Tottenham sedia primeiro clássico sustentável e dá ideias para o mundo do futebol

Em um clássico londrino que é cheio de rivalidade, a Premier League deu um exemplo sobre iniciativa sustentável

A Premier League é sem dúvidas a liga nacional mais importante do mundo. Grandes jogadores, torcidas envolvidas, os melhores treinadores, gramados impecáveis e muito mais. A atenção do mundo inteiro se volta para a Inglaterra nos fins de semana – e algumas rodadas de semana também.

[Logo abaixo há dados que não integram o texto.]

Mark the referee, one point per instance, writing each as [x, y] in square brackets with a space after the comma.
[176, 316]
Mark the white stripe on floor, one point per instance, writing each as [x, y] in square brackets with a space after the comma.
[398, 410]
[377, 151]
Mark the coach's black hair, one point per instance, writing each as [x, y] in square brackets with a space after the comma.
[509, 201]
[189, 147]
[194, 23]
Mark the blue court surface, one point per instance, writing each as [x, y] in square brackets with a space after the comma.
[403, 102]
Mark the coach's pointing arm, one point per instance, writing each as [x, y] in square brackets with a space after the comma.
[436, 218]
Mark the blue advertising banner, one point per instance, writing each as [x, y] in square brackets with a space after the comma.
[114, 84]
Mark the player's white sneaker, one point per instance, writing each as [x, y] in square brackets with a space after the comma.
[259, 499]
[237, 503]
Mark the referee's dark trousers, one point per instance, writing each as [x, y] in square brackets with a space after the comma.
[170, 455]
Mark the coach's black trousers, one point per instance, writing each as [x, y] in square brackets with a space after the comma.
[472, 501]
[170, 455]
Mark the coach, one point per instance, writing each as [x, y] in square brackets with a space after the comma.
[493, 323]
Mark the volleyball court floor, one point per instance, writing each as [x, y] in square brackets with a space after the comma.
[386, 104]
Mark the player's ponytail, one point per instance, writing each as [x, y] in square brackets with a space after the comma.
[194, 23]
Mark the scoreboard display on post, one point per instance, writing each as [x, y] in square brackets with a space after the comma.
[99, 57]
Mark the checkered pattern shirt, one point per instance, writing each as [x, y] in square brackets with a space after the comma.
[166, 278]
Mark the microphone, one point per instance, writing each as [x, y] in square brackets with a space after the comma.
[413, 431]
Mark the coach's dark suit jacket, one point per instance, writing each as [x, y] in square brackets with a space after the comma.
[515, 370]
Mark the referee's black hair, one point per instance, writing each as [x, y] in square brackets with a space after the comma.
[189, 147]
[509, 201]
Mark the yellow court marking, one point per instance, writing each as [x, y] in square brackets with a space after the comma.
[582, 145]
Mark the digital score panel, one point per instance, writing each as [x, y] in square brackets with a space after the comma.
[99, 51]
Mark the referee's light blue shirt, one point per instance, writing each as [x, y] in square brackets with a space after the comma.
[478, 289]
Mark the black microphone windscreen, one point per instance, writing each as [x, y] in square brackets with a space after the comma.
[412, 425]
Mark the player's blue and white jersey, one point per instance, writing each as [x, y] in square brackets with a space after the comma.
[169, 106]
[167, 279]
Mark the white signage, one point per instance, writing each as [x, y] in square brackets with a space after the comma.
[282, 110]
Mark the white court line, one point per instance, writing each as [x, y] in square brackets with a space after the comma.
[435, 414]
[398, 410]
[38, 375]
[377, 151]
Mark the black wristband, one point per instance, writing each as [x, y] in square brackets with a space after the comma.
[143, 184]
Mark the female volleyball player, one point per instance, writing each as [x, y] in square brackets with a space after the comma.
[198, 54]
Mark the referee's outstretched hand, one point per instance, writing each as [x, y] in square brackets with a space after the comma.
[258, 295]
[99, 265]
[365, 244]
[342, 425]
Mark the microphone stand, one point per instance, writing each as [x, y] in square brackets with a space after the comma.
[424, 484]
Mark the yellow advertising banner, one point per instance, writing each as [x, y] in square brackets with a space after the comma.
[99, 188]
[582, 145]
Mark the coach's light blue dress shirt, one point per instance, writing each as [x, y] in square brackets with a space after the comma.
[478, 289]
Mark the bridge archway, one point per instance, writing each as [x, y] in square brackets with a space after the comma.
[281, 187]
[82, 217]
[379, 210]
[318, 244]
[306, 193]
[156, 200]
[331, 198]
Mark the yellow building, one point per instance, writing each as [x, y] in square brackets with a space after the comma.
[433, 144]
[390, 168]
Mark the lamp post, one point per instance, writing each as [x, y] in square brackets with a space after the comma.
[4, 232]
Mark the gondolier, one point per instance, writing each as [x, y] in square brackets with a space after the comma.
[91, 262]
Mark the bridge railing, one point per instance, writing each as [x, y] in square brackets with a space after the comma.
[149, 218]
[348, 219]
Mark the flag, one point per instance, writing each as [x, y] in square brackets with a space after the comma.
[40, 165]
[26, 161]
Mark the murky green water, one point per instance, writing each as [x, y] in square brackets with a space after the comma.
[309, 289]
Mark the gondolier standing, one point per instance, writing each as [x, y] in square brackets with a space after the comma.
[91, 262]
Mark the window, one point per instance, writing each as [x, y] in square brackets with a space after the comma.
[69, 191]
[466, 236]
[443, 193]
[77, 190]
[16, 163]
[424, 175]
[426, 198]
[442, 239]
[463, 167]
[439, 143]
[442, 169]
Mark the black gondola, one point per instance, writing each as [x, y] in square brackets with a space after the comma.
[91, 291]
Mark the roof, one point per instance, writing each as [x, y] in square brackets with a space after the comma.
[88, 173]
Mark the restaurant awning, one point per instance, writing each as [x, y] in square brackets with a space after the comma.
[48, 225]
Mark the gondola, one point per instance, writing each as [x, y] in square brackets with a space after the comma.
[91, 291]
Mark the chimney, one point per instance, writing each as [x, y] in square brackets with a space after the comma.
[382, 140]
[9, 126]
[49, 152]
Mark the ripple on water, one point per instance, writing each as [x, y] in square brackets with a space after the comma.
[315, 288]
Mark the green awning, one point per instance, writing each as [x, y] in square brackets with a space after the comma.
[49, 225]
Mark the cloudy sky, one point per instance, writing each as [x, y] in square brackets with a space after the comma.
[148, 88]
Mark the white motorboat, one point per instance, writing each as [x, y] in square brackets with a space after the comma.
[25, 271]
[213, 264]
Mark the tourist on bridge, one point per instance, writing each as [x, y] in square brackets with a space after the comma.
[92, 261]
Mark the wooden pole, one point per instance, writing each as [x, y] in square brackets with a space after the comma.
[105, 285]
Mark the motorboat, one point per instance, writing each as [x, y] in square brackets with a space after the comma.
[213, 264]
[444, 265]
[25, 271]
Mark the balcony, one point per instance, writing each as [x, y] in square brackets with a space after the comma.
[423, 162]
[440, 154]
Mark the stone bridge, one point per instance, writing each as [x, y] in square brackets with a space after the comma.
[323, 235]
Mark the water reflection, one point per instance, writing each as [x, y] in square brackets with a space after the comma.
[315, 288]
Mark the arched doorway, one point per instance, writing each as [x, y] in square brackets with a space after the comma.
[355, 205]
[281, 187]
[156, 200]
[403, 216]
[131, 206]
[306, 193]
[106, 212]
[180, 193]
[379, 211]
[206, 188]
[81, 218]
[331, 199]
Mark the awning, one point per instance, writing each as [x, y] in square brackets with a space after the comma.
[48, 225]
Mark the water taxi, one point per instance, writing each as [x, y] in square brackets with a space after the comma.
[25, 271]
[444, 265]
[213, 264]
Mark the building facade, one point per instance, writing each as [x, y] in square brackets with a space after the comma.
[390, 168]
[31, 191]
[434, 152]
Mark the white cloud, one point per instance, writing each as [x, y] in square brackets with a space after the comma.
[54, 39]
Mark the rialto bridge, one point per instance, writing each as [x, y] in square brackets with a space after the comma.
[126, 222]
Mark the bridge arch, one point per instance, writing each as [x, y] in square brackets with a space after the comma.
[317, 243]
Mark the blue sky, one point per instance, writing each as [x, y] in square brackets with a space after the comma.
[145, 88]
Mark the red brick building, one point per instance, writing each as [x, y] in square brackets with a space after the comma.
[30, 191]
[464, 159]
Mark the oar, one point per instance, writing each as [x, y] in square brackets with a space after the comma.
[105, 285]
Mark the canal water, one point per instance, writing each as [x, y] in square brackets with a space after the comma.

Além dos estádios cheios, todo esse interesse significa a venda de direitos de transmissão bilionárias e os olhos atentos de apostadores de todo o mundo, que usam sites como o Bwin para dar seus palpites e tentar prever o que vai acontecer nos campos da Premier League. No último duelo londrino entre Tottenham e Chelsea, prever que aconteceria um 3 a 0 a favor Chelsea era algo improvável e que pagou boas odds.

Mas o jogo do dia 19 de setembro de 2021 ficou marcado por outra coisa além do placar: foi o primeiro jogo de futebol em nível de elite com emissão zero de carbono, segundo anunciou orgulhosamente a Premier League.

Ideias importantes no contexto global

A ideia de que o futebol é uma bolha que existe de forma independente do mundo está cada vez mais caindo e quando é para algo positivo precisa ser comemorado.

O novo estádio do Tottenham já foi pensado em trazer novas ideias de sustentabilidade e economia verde. Todos os plásticos no setor de alimentação foram eliminados (canudos, pratos, garfos e facas, embalagens). O clube instalou suportes para deixar a bicicleta, incentivando os torcedores a usar esse meio para ir aos jogos. Por fim, a comida que sobrar é doada para abrigos e entidades de caridade locais.

Já com essa consciência dentro do clube, criar o primeiro “clássico” sustentável não foi um grande esforço. Os torcedores no estádio tiveram opções de alimentação plant-based, que tira produtos ultra processados do prato em favor de grãos integrais, vegetais orgânicos e corte drástico de produtos de origem animal.

Já os times chegaram em veículos que usam biocombustível e eliminaram o uso de garrafas plásticas no jogo, optando por materiais que são mais facilmente descartáveis.

Há espaço para mais equipes fazerem isso?

Será legal ver se mais clubes pegarem essa ideia e transformarem para seus contextos. O Remo já teve uma iniciativa brilhante aqui no Brasil, criando um uniforme 100% ecológico com homenagem à Amazônia.

Grandes ou pequenas, iniciativas desse tipo ajudam a criar uma conscientização sobre a importância de vivermos de forma mais sustentável e não gastarmos os recursos limitados que o Planeta oferece. O futebol é uma excelente plataforma pelo seu alcance, que ultrapassa barreiras socioeconômicas.

Portanto uniformes que usam materiais reaproveitados, uso de energia solar e eólica nos estádios, corte no uso de plásticos e outros materiais de difícil decomposição, incentivo ao uso de transporte público e outros modais no deslocamento do público para os jogos, tudo isso tem um excelente propósito.

E o jogo?

Falamos bastante do que aconteceu fora do gramado. Dentro dele o Chelsea foi impiedoso com seu rival e mostra que é mesmo o Rei de Londres. O time voltou avassalador do intervalo e abriu o placar com bela cabeçada no canto de Lloris. Os blues continuaram atacando e Kanté e Rudiger fizeram o segundo e terceiro gols no clássico. Kanté aliás entrou no intervalo e mudou o jogo com sua intensidade característica.  

O Chelsea agora lidera a Premier League com quatro vitórias e um empate em cinco jogos. Já o Tottenham, apesar de ter nove pontos, segue não conseguindo solidificar sua posição no primeiro escalão do futebol do país.

O treinador português Nuno Espírito Santo admitiu depois do jogo que seu time ainda tem muitos problemas e o poderio ofensivo parece ser um deles. Apesar de ter Harry Kane, que quase saiu na janela de transferências, a criação de jogadas não é forte o suficiente. O goleiro do Chelsea mal teve que sujar o uniforme.